L’ipotesi della malaria del viaggiatore è stata esclusa per il viaggio compiuto dalle valige e dalla famiglia di ritorno dall’Africa. Mamma, papà e i tre figli, infatti, avevano fatto scalo in Turchia, erano atterrata a Malpensa, si erano fermati a Brescia perché le piccole stavano male, erano quindi arrivati a casa, erano andati all’ospedale di Tione per arrivare al Santa Chiara dopo un passaggio dalla guardia medica. Giorni, spostamenti, cambiamenti di temperatura che non avrebbero potuto «preservare» una zanzara africana.

Stesso ceppo e un unico luogo in cui le bimbe malate e Sofia si sono trovate insieme.

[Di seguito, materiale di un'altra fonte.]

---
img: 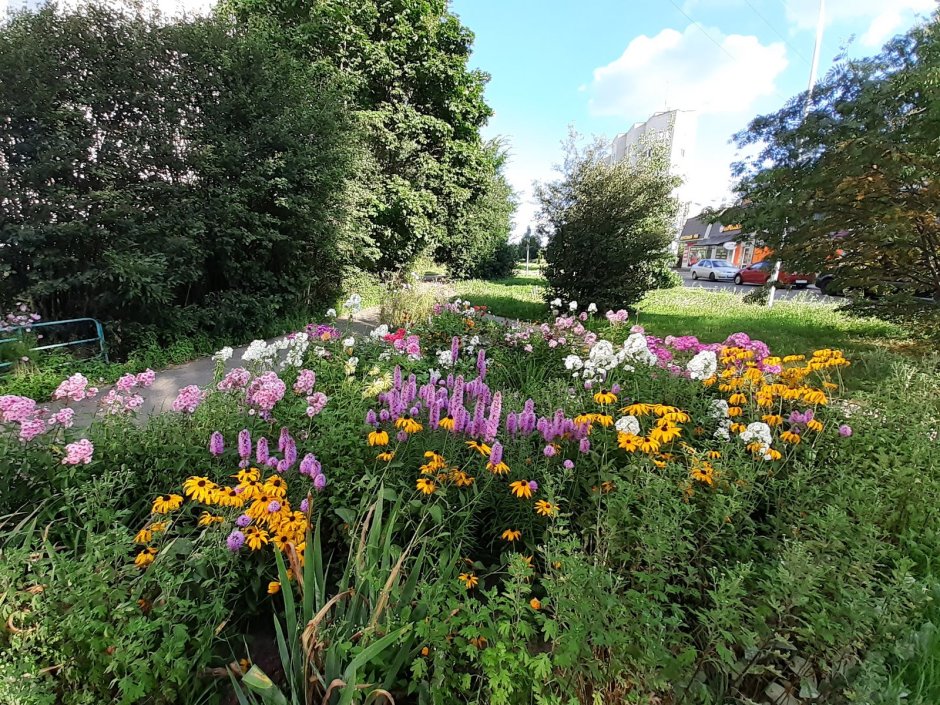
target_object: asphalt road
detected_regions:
[677,270,830,301]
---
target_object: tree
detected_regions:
[224,0,510,271]
[536,135,679,308]
[723,15,940,299]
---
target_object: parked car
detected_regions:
[692,259,738,281]
[734,261,816,289]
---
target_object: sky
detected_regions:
[451,0,936,237]
[0,0,937,237]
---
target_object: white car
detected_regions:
[692,259,739,281]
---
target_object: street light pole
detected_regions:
[767,0,826,308]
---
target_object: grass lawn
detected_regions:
[454,271,927,389]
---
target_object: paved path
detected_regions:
[66,306,380,425]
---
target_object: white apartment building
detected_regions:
[610,110,697,253]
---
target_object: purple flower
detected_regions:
[209,431,225,457]
[225,529,245,553]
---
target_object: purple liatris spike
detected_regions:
[238,428,251,460]
[225,529,245,553]
[490,441,503,465]
[209,431,225,457]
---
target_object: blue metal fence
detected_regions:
[0,318,108,374]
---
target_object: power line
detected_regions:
[744,0,809,66]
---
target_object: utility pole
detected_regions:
[767,0,826,308]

Queste le conclusioni di tutti gli esperti che si sono occupati di indagare sulla morta della bambina deceduta il 4 settembre all’ospedale di Brescia dove era stata trasferita d’urgenza da Trento.

Fra le analisi dei periti della procura sono stati anche individuati i momenti in cui potrebbe essere avvenuto il contagio. La procedura è stata analizzata e valutata indicando gli «anelli deboli», le situazioni che per ragioni che non sono state ancora chiarite avrebbero potuto permettere un contatto fra il sangue di una delle due bambine africane e la piccola Sofia. Insomma ci sono nei tre faldoni ulteriori elementi che possono essere utilizzati dagli investigatori (delle indagini se ne occupano i carabinieri del Nas, il nucleo antisofisticazioni) per fare altri accertamenti e portare ad un quadro completo di quanto successo. Da parte sua anche l’azienda sanitaria aveva incaricato un gruppo di esperti per analizzare le procedure (ritenute corrette come ha sottolineato il direttore generale dell’Apss Bordon) e il contributo era stato depositato in procura per poter essere valutato ed eventualmente considerato nell’indagine.